Dan Tehan, Australian Trade Minister, has attacked carbon tariffs as “Just another form of protectionism”. But what do these tariffs mean for Australian business? As many nations step up their climate commitments, Australia may be left behind if it does not take action.
A report by the Australian Industry Group found that carbon tariffs currently pose little risk to Australian industry. Innes Willox, Chief Executive Ai Group, said, “Carbon border adjustments are not an imminent threat to Australia and could be an important opportunity if we get on the front foot.”
Why carbon tariffs?
Across the world, countries are adopting domestic carbon pricing mechanisms to address climate change. Along with the ramped-up climate commitments, countries such as the US, UK, Japan, Canada and the EU are contemplating introducing tariffs on imported goods from nations without a carbon price.
These tariffs may seem to attack countries that have not risen to the same level of climate commitment. However, carbon tariffs exist to enable global competitiveness.

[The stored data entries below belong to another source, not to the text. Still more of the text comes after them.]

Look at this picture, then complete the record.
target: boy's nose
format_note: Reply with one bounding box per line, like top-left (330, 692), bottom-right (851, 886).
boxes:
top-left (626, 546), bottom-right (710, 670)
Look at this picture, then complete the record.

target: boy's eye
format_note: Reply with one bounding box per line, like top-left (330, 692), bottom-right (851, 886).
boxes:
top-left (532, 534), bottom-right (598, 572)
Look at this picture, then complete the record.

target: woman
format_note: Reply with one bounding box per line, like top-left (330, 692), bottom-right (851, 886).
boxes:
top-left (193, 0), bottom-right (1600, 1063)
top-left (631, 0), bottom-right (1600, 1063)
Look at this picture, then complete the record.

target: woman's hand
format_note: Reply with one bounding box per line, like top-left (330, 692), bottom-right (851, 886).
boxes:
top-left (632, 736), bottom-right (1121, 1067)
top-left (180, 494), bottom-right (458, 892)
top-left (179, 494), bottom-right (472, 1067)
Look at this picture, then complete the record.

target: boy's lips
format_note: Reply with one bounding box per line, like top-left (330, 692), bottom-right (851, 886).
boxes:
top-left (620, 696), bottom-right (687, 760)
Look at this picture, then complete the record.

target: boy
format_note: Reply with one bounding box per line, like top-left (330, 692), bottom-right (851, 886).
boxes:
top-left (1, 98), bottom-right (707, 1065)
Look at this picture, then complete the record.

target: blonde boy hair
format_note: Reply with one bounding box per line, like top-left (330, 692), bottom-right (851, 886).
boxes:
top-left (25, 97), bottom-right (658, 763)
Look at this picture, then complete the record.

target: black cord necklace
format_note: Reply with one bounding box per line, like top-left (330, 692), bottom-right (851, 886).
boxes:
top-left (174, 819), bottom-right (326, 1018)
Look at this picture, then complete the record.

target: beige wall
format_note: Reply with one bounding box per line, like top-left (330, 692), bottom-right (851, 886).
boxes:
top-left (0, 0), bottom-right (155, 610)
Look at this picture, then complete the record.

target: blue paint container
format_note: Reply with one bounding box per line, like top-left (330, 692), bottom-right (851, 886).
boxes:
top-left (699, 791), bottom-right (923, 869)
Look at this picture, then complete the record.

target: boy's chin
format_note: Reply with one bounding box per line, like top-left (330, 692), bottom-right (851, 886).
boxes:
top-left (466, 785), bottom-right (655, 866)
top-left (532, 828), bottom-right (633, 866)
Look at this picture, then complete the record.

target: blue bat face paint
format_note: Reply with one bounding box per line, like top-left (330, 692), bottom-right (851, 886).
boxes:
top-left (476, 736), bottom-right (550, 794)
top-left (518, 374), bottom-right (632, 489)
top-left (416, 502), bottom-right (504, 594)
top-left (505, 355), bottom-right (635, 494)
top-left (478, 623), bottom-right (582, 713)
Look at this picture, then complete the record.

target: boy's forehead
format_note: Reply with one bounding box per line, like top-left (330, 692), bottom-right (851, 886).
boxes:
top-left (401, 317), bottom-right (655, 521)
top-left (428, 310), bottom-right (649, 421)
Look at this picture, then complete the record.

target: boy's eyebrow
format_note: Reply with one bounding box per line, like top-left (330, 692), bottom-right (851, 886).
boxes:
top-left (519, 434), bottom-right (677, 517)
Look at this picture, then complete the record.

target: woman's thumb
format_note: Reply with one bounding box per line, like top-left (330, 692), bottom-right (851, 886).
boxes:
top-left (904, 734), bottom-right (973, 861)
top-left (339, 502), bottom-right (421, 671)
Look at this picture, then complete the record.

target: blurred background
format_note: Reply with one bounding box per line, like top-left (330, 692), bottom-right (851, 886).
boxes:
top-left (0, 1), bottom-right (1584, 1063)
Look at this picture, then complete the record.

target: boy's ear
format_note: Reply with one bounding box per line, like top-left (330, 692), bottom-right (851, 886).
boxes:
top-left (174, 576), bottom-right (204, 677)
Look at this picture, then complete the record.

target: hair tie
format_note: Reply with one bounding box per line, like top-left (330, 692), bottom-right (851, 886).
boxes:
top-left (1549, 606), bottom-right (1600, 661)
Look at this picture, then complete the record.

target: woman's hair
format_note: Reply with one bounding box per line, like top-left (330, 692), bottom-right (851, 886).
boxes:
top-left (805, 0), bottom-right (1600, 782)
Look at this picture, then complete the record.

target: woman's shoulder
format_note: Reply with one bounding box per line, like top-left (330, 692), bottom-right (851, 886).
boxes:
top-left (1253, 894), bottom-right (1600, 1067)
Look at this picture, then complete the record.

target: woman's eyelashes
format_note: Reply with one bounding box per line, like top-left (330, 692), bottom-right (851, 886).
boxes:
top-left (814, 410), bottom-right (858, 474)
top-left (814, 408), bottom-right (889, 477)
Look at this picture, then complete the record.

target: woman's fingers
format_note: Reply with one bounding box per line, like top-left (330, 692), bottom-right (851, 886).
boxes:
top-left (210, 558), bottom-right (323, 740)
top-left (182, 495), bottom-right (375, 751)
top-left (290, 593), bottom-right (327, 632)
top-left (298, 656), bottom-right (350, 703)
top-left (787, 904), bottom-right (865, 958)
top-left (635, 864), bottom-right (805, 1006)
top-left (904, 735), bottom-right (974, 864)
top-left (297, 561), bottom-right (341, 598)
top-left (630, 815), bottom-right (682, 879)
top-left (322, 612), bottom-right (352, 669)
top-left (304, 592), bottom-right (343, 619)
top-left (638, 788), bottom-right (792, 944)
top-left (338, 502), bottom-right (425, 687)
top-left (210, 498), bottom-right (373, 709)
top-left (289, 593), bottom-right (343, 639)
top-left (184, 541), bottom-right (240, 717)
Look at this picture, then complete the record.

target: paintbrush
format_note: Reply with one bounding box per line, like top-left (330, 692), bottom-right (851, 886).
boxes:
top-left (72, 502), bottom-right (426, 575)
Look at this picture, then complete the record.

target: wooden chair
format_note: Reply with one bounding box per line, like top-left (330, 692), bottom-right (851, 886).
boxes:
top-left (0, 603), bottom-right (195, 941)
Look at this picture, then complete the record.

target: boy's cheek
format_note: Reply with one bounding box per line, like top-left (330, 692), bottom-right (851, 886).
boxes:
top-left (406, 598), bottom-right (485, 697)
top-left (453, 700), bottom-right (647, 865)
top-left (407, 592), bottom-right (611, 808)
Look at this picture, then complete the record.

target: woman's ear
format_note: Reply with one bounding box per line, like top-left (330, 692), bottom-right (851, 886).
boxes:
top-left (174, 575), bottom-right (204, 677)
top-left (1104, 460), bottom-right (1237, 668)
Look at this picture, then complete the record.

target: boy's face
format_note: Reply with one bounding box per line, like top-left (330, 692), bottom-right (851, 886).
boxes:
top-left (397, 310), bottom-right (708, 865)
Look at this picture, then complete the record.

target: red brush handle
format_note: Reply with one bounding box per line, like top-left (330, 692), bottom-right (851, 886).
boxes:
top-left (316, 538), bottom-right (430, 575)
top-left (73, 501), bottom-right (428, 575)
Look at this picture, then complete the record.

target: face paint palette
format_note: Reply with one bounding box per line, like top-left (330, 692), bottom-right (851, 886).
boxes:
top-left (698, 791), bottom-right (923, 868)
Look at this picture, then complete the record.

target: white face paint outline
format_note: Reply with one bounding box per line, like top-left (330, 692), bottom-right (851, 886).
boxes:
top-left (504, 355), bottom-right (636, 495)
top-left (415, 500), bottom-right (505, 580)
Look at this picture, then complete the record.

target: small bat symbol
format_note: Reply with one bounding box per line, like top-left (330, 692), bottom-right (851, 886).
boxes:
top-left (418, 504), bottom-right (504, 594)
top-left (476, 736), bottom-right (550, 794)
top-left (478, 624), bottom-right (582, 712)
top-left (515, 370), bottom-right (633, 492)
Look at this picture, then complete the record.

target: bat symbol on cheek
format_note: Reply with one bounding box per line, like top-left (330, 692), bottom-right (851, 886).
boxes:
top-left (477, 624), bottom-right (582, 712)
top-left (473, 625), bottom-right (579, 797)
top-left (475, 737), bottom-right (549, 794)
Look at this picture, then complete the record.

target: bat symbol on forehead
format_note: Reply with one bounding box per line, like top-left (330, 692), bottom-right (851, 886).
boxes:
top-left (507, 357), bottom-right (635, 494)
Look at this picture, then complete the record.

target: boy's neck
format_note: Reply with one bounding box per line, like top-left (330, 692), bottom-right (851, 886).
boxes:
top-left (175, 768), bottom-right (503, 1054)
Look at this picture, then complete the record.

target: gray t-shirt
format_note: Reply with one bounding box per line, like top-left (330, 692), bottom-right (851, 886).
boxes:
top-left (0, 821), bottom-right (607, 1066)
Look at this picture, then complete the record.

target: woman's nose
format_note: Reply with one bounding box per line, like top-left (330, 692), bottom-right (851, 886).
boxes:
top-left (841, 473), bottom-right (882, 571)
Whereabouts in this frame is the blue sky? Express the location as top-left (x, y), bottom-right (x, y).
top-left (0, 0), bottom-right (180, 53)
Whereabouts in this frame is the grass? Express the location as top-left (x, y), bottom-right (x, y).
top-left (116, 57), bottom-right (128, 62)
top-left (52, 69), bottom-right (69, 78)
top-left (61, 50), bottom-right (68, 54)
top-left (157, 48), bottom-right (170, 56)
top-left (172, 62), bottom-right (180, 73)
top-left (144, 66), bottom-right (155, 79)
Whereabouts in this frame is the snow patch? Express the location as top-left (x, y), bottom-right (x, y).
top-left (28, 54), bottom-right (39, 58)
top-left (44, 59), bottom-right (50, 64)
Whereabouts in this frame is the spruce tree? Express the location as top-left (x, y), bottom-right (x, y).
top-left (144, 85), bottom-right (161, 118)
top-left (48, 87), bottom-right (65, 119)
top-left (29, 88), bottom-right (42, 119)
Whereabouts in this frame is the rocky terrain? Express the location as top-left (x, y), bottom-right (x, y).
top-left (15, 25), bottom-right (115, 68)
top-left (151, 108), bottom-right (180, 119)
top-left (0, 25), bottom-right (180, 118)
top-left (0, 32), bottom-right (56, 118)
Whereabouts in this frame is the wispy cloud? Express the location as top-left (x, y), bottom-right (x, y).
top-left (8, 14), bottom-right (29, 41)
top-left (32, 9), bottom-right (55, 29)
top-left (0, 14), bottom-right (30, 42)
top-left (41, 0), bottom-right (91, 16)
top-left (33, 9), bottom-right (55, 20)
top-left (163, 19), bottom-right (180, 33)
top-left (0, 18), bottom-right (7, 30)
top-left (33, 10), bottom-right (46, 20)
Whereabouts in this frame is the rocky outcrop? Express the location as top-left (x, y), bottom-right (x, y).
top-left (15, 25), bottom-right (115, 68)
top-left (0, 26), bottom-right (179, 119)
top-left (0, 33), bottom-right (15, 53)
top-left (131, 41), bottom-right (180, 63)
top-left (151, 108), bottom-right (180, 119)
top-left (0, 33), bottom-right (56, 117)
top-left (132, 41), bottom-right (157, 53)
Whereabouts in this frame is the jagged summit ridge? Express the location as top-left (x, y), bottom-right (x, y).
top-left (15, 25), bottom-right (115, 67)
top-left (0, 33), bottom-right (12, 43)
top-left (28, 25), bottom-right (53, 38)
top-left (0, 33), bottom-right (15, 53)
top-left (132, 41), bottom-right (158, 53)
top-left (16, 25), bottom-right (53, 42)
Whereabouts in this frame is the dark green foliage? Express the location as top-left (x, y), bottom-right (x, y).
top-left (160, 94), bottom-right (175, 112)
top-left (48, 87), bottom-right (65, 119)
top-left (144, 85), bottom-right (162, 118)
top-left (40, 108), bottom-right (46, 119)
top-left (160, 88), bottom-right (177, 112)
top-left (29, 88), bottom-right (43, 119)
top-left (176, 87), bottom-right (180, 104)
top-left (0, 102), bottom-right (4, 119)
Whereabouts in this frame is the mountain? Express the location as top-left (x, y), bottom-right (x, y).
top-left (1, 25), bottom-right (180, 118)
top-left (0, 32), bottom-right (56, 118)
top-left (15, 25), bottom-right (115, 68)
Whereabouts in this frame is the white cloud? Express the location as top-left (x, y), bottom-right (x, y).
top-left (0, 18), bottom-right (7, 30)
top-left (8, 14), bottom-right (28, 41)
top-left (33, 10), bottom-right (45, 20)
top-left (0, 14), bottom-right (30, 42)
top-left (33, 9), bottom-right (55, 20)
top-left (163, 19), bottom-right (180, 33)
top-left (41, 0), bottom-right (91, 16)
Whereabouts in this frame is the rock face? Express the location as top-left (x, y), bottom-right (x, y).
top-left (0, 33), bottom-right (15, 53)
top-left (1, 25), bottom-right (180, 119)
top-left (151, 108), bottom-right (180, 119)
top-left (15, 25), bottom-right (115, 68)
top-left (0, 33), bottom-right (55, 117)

A Carbon Border Adjustment Mechanism (CBAM) is a type of tariff on imported goods. A CBAM allows local businesses to continue to compete with imported goods.
“One solution that has been talked about for many years is to impose an equal carbon cost on imports to that facing domestic industry – a carbon border adjustment, sometimes shorthanded as a carbon tariff,” said Mr Willox. “It now looks likely that Europe will actually implement such a Carbon Border Adjustment Mechanism (CBAM). Other major economies may well follow. It is becoming urgent to understand border adjustments better.”
A business paying a carbon price will remain competitive with other local companies paying the same carbon price. However, they will not remain competitive with overseas imports, not subject to the exact carbon pricing mechanism.
The solution proposed by counties with ambitious climate targets is to place a tariff on goods entering their borders to allow local businesses to remain reasonably competitive.
This essentially means, a CBAM will express the price of carbon in all goods and services, whether locally made or imported.
Impact on Australian businesses
The Ai report argued that this type of tariff system is not currently detrimental to Australian businesses. Mr Willox said that,” In the longer-term Australian producers’ continued competitiveness would depend on keeping up with the pace of decarbonisation in global industry and our nation’s success in building a new advantage in cheap, clean energy.”
Amongst developed economies, Australia continues to fall behind in its climate commitments, which will place increased pressure on Australian products from the international community.
But for the moment, business and trade remain safe. Mr Willox said, “Australia appears to have little to fear in the medium term from actually implementable border adjustments by the EU or anyone else. This is only partly because only 0.25% of our trade with Europe is affected by the current proposal. The EU CBAM will likely expand, and similar schemes in the United States, Japan or other economies could affect much more trade.”
The report found that moving into the future; it will become essential for Australia to set strong emissions targets and consider a carbon pricing mechanism. Without these measures, Australia will be left behind in global trade.
Carbon tariffs are designed not to falsely enhance the value of locally produced goods, but to maintain a fair and open system of global trade.
Mr Willox continued: “For the longer term, Australia needs to lay out a path to net-zero emissions and policies that enable industry to invest in their successful transition. Australia’s policies will also need to maintain nearer-term competitiveness, and border adjustment should be considered on its merits alongside other options to that end.
“For all the fears of some and hopes of others, the EU and other major economies are not trying to cudgel Australia but to make their own domestic emissions policies work better. That is a universal challenge. Ai Group hopes that our research can underpin an effective response to the EU – and a vibrant debate about Australian solutions.”